An emerging theme in work to be included in Tom’s March – April 2015 exhibition at Bodmin Shire Hall was that of landmark trees, those sentinels that punctuate the hillsides here in the Vale of Lanherne or that stand tall among a crowd of others in the woods. One of these is Oak Tree Above the Valley ( https://www.hendersonsmith.co.uk/product/oak-tree-valley/ ) in which the blond fresh leaf growth sings out against a lowering sky, ’emblematic perhaps of the persistent optimism that others point out about me,’ Tom reflected.

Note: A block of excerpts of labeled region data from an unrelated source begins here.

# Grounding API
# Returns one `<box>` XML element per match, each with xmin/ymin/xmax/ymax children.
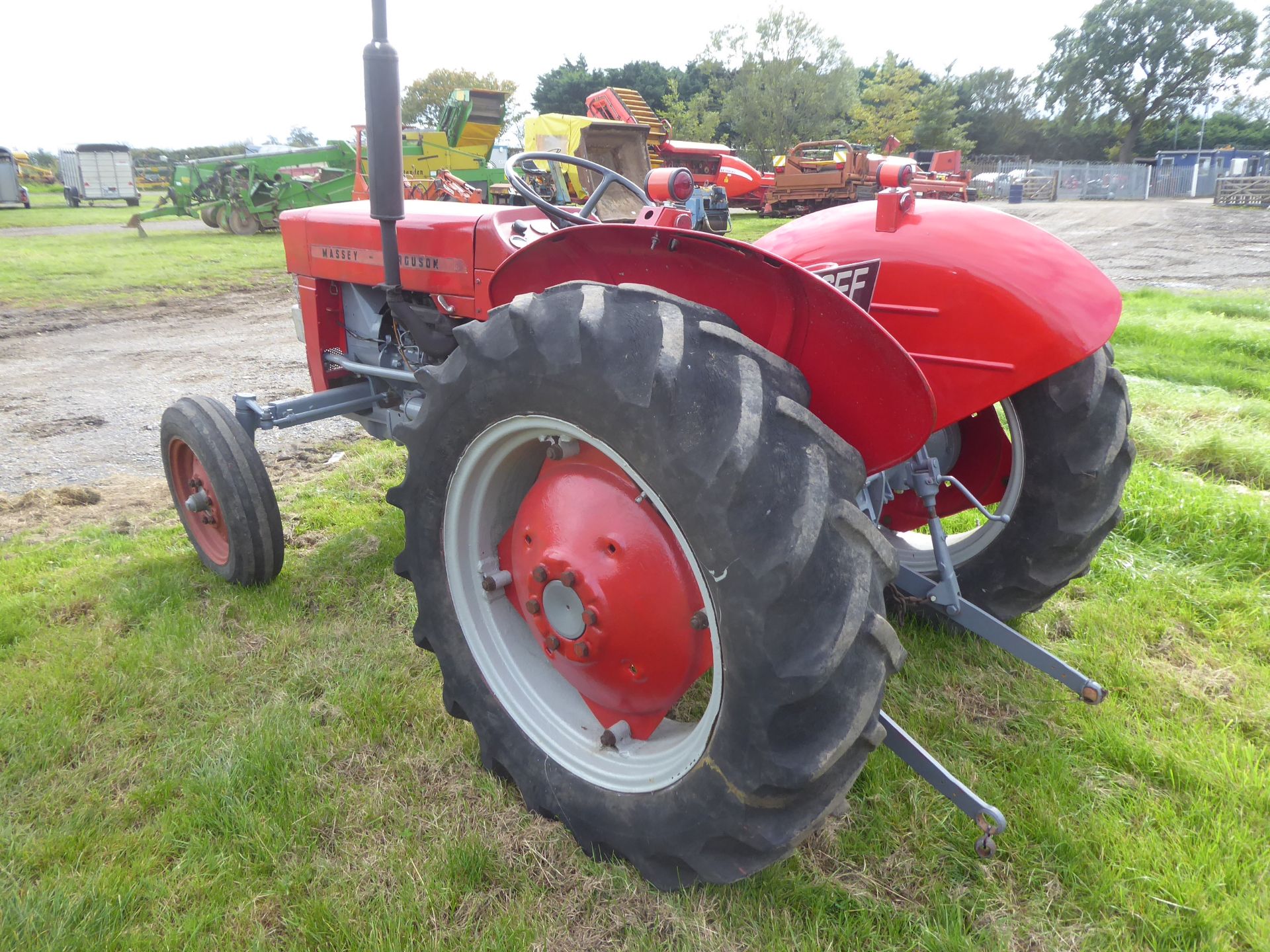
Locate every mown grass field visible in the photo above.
<box><xmin>0</xmin><ymin>185</ymin><xmax>163</xmax><ymax>231</ymax></box>
<box><xmin>0</xmin><ymin>218</ymin><xmax>1270</xmax><ymax>952</ymax></box>
<box><xmin>0</xmin><ymin>227</ymin><xmax>290</xmax><ymax>307</ymax></box>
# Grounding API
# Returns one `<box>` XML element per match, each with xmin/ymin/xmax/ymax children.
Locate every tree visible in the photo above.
<box><xmin>913</xmin><ymin>66</ymin><xmax>976</xmax><ymax>155</ymax></box>
<box><xmin>958</xmin><ymin>70</ymin><xmax>1040</xmax><ymax>155</ymax></box>
<box><xmin>660</xmin><ymin>76</ymin><xmax>719</xmax><ymax>142</ymax></box>
<box><xmin>602</xmin><ymin>60</ymin><xmax>682</xmax><ymax>112</ymax></box>
<box><xmin>851</xmin><ymin>51</ymin><xmax>922</xmax><ymax>145</ymax></box>
<box><xmin>402</xmin><ymin>70</ymin><xmax>516</xmax><ymax>135</ymax></box>
<box><xmin>533</xmin><ymin>56</ymin><xmax>606</xmax><ymax>116</ymax></box>
<box><xmin>1038</xmin><ymin>0</ymin><xmax>1257</xmax><ymax>163</ymax></box>
<box><xmin>712</xmin><ymin>9</ymin><xmax>857</xmax><ymax>155</ymax></box>
<box><xmin>287</xmin><ymin>126</ymin><xmax>318</xmax><ymax>149</ymax></box>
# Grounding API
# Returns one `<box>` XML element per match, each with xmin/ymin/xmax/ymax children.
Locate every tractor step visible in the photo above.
<box><xmin>896</xmin><ymin>566</ymin><xmax>1107</xmax><ymax>705</ymax></box>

It’s hardly surprising that some common themes were to emerge as Tom worked on his collection Through Trees to the Sea for his exhibition at The Camel Valley Gallery in Wadebridge, Cornwall in October 2014. There had been an Entrance to a Lane in a canvas made early in the year and a way into the community in the Dusky St Columb painting made shortly afterwards. Now the way through the trees becomes a hollow lane that seems to tunnel its way through the darkness in his latest charcoal drawing. This piece entitled Woodland walk 3, hollow lane ( https://www.hendersonsmith.co.uk/product/woodland-walk-3-hollow-lane-print/ ) develops the series of drawings that were to accompany the collection of paintings that he put together for the Camel Valley Gallery exhibition in the autumn.
These new drawings were successors to previous charcoal sequences ( see https://www.hendersonsmith.co.uk/product-category/drawings-and-prints-of-drawings/ ) that accompanied other collections. As demanding or more so than creating a painting, the charcoal drawing process requires that everything be communicated by the way this partly burnt wooden twig behaves; smudging the pristine whiteness of the paper, building layer on layer of tone, lending itself to bold gestures and making erased passages take on a positive mark quality of their own. Much has to be achieved with such simple means.
Tom and Gabrielle’s move to St Columb meant for Tom finding a lot of fresh inspiration for his paintings and drawings. Now he could at last begin to follow up on this in the space of their purpose built studio. The wooded Vale of Lanherne had already enabled Tom to begin getting to know the huge potential that trees held for him – a theme with an immense range of expressive possibilities. The town itself intrigues him as well, with its hilltop location and fascinating variety of buildings. Tom was also excited about the possibilities of Castle-an-Dinas as a central location within Cornwall from which a huge variety of vistas could be explored, towards the coast, towards the moors, the clay country and so-on.